Neben all jenen, die sich trotz allem bewegen oder bewegen müssen und mehrheitlich mit Schutzmaske und Segelohren im öffentlichen Verkehr sitzen, verlassen etwa 15 Prozent der Bevölkerung ihr Heim bis heute nur in Ausnahmefällen. Oft sind es Ältere oder Angehörige einer Risikogruppe. Sie fehlen den SBB, den Museen, Läden, Restaurants, Bars. Aber sie haben Firmen wie Luma-Delikatessen gerettet, eine Onlinemetzgerei aus Neuhausen am Rheinfall.

Für Luma war die Pandemie Fluch und Segen zugleich. Der Gastrobereich ging wegen Covid auf praktisch null zurück, sagt einer der Gründer. Dafür schossen die Bestellungen Privater um 800 Prozent hoch. Die 25 An­gestellten arbeiteten zum Teil nachts, um die Lust auf Koteletts und Rindsfilet zu befriedigen.
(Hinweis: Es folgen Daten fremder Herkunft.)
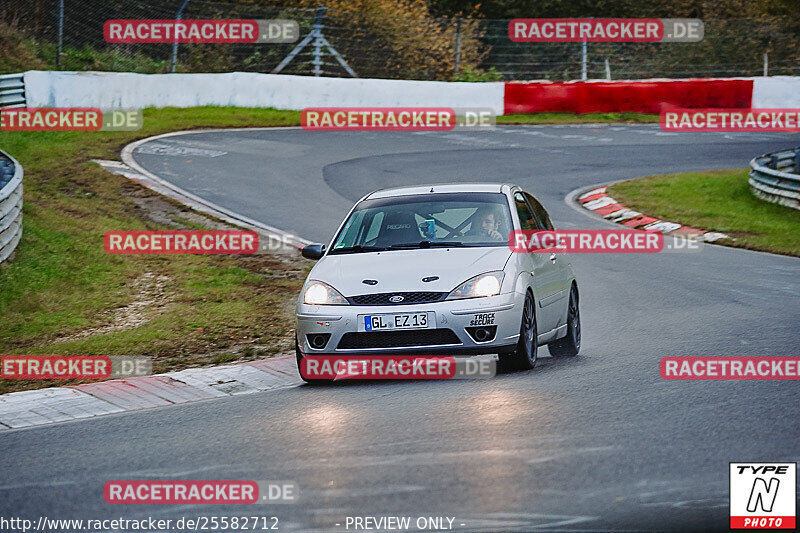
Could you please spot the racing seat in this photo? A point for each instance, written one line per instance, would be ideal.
(399, 227)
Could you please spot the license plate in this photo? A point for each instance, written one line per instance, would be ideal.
(393, 321)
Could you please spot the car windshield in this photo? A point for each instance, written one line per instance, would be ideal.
(422, 221)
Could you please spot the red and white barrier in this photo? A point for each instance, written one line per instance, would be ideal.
(638, 96)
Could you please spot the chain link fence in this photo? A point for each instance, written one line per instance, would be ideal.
(393, 47)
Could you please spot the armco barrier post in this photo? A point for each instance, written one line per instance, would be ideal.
(776, 177)
(10, 205)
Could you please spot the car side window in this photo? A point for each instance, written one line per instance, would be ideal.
(541, 214)
(526, 218)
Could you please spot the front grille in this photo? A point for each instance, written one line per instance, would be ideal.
(408, 298)
(392, 339)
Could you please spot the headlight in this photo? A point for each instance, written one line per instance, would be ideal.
(483, 285)
(318, 293)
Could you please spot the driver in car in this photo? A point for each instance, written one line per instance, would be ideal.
(485, 225)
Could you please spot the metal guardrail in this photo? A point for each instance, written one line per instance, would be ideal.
(12, 90)
(10, 205)
(776, 177)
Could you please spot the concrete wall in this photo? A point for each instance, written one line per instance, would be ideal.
(245, 89)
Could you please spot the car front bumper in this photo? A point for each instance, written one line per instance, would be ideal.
(454, 319)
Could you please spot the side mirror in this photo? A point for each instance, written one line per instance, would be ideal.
(313, 251)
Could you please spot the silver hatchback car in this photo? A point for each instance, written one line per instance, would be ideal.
(428, 270)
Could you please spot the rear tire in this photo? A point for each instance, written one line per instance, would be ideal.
(299, 356)
(570, 345)
(524, 355)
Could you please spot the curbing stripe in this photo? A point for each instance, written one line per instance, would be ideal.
(122, 395)
(598, 201)
(62, 404)
(31, 408)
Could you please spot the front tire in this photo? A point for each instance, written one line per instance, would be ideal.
(570, 345)
(525, 355)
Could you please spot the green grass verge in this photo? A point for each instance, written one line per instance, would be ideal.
(61, 290)
(715, 200)
(568, 118)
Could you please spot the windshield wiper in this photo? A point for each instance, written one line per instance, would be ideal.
(429, 244)
(358, 248)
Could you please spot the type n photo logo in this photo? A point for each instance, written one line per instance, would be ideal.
(763, 495)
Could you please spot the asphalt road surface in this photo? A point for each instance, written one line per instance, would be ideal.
(597, 442)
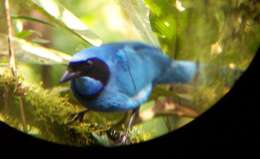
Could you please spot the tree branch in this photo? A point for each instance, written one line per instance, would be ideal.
(10, 30)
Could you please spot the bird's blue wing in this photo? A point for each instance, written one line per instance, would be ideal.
(136, 65)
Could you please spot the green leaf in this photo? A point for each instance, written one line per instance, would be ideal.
(33, 53)
(32, 19)
(68, 20)
(138, 13)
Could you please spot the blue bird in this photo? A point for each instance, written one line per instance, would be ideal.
(120, 76)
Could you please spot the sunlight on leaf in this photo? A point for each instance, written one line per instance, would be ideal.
(33, 53)
(139, 15)
(68, 20)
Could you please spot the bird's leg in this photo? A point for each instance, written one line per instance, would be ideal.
(77, 116)
(124, 139)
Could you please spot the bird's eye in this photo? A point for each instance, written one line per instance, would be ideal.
(89, 62)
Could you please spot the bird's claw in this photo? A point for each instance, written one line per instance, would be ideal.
(76, 117)
(119, 138)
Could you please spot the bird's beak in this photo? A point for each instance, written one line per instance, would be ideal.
(68, 75)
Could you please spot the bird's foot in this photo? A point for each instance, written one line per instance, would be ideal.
(76, 117)
(119, 138)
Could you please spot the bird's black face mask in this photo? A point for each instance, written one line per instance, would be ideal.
(93, 67)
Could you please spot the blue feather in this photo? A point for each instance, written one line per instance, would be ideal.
(134, 69)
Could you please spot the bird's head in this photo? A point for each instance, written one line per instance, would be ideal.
(91, 67)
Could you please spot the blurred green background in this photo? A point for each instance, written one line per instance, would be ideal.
(222, 33)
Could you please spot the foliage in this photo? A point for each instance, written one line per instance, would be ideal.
(223, 33)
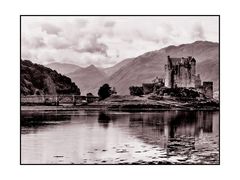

Auch weniger exklusive Lieferdienste wie LeShop, Farmy, Coop@home und Brack wurden von der Flut an Bestellungen überrascht. Brack rief auf dem Höhepunkt der Covidkrise die Leute sogar dazu auf, weniger zu bestellen. Inzwischen schreibt etwa Coop@home wieder fleissig Mails an die Kundschaft und will Frustrierte mit Rabatten zurück auf die Website locken.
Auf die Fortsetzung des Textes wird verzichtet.